SpaceX has set aside up to 5% of the shares offered in its initial public offering for purchase by "certain employees and related persons" through a direct stock subscription plan, according to a revised filing released on Monday. The offering is expected to raise a record amount of money, expected to be around $75 billion.


Earlier this year, when Musk merged his artificial intelligence startup xAI with SpaceX, he gave the latter a valuation of US$1.25 trillion. Historically, only two technology companies - Facebook and Alibaba - have a market capitalization of more than $100 billion on their first trading day on a U.S. exchange.

Through a direct stock subscription plan, a company can reserve a certain percentage of its issued shares for employees, customers, and even friends and family. SpaceX said in the filing that participants will be "selected at the discretion of company executives" and that these shares will not be subject to a lock-up period (lock-up period).

This provision allows some individuals to obtain benefits that are usually only available to large money managers with close relationships with IPO underwriters.
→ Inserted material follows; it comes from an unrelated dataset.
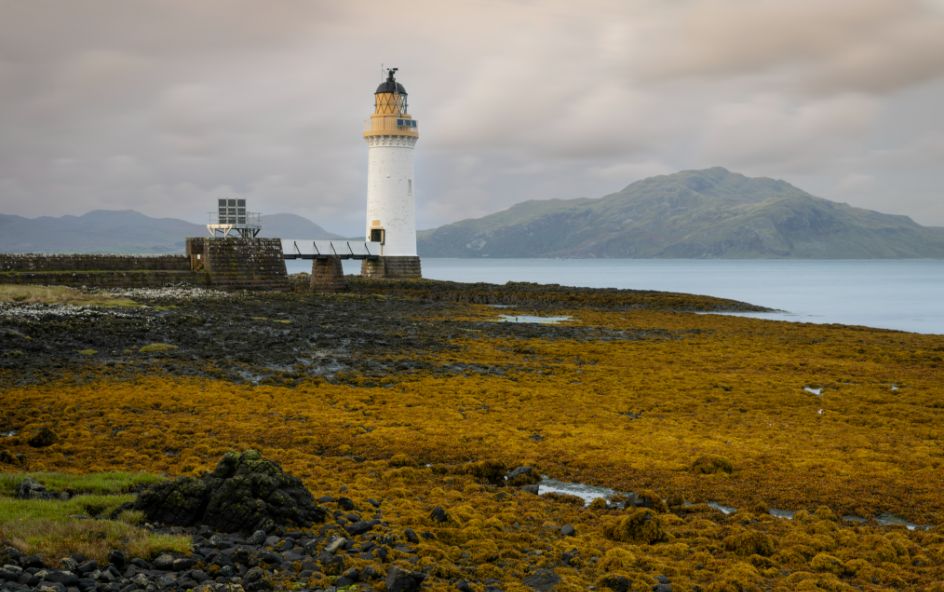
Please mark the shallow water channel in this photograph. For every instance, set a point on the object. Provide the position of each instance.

Several companies, including Airbnb, Uber and Rivian, have included direct stock subscription plans in their offerings. In 2010, when Musk led Tesla to complete its IPO, he reserved up to 1.28 million shares out of the 13.3 million shares sold. According to its prospectus, the shares are earmarked for sale "to business partners, directors, employees, and friends and family of our employees and Tesla customers who have received delivery of a sports car from Tesla."

SpaceX's road show may start this week, and the company is expected to be listed on Nasdaq as soon as June 12. Goldman Sachs has been eager to get the lead underwriter seat on the offering, followed by Morgan Stanley. However, the prospectus shows that the direct stock subscription plan will be managed by Morgan Stanley.

The company's revised IPO filing also disclosed details of the commercial relationship between SpaceX and Anthropic, a rival and customer of its AI unit.

Relevant disclosures clarify that a lucrative "Neocloud" deal for SpaceX may be terminated in just six months.

The prospectus states that SpaceX is leasing computing power to Anthropic at its Colossus and Colossus II data centers in the Memphis metropolitan area, which is equivalent to "approximately 325,000 Nvidia GPUs."

After an "initial three-month period," the agreement "may be terminated by either party upon 90 days' notice," the document said.

Under the agreement, Anthropic will pay SpaceX $1.25 billion per month from May to May 2029 after a two-month "ramp-up period" of lower fees.

Before the release of this revised document, Musk had posted on the company's social platform to reveal some previously unpublicized details.